Ślady, numer 5 / 2003 (wrzesień / październik)

Społeczeństwo. USA - Irak

Trudny powojenny scenariusz

Przyszedł czas, aby Stany Zjednoczone wyciągnęły wnioski, ze swojej okupacji kraju, który paradoksalnie stał się nową „ziemią obiecaną” dla terrorystów arabskich. Liczne zamachy i nowi rozmówcy, z którym trzeba prowadzić dialog.t

Marco Bardazzi


To nie ropa naftowa. Myśląc o wszystkich oskarżeniach, spadających na USA, że chciały zdobyć Irak tylko z powodu pól naftowych, dzisiaj wydają się śmieszne. Lecz jest to uśmiech gorzki, przesłonięty tragedią powojennego Iraku.

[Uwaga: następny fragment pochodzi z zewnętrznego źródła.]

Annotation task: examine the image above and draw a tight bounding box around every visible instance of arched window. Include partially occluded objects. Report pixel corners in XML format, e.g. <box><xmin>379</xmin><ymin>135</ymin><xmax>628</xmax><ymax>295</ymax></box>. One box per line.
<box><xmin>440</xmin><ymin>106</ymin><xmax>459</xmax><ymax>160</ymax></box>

Kilka miesięcy po zakończonej sukcesem operacji militarnej Ameryka musi zdać sobie sprawę z wydatków, oczywiście bardzo wysokich, mówiąc w kategoriach pieniężnych, ale również życia ludzkiego, a ono nie ma ceny. I tak często dyskutowany czynnik „ropa naftowa” wydaje się zaledwie dobrym elementem, obok całej rekonstrukcji w Iraku. Powiedział to jasno w końcu sierpnia administrator amerykański w Bagdadzie Paul Bremer, człowiek mający, zdaniem wielu obserwatorów, do wykonania swoimi rękami najtrudniejszą pracę, jaka istnieje na świecie. Chodzi o odbudowę i zarządzanie przemysłem naftowym w Iraku, według Bremera, będzie to kosztować między 16 a 30 miliardów dolarów. Pozostałe miliardy są natychmiast potrzebne dla zniwelowania strat, spowodowanych zamachami i sabotażami na polach naftowych. Przy najlepszych warunkach pola naftowe w Iraku są w stanie obecnie wyprodukować maksymalnie 1,7 miliona baryłek na dzień, dość mało jeśli porównać z 2,5 do 3 milionów na dzień produkowanych przed wojną. Wymagany jest czas jednego roku lub więcej, aby osiągnąć poprzedni poziom. Nie mówiąc już o marzeniach sprzed wojny, aby wycisnąć z pól naftowych w Iraku 5 milionów baryłek na dzień.

 

Bardzo droga rekonstrukcja

Przypadek ropy naftowej mówi o długotrwałych trudnościach, które nadejdą w okresie powojennym. Nadzieje, by spłacić koszty rekonstrukcji irackiej ze źródeł miejscowych, obecnie w panującej rzeczywistości są dalekie od realizacji. Wicekról Bremer dał jasno do zrozumienia Amerykanom, że będą potrzebne dziesiątki miliardów dolarów, zanim Irak zdoła stanąć na własnych nogach. Zimna kąpiel realizmu dotycząca wydatków w przygodzie w Iraku przyszła tego lata, naznaczona była również kąpielą we krwi na brzegach Tygrysu i Eufratu. Liczba żołnierzy amerykańskich zabitych po zakończeniu oficjalnego konfliktu jest już wyższa od liczby poległych w działaniach militarnych. Zamach z sierpnia na siedzibę generalną narodów ONZ w Bagdadzie, kosztował życie specjalnego wysłannika Narodów Zjednoczonych, Sergio Vieira de Mello. Spowodowało to wstrząs w pałacach władzy w Waszyngtonie, także szok wśród analityków badających inteligencję amerykańską.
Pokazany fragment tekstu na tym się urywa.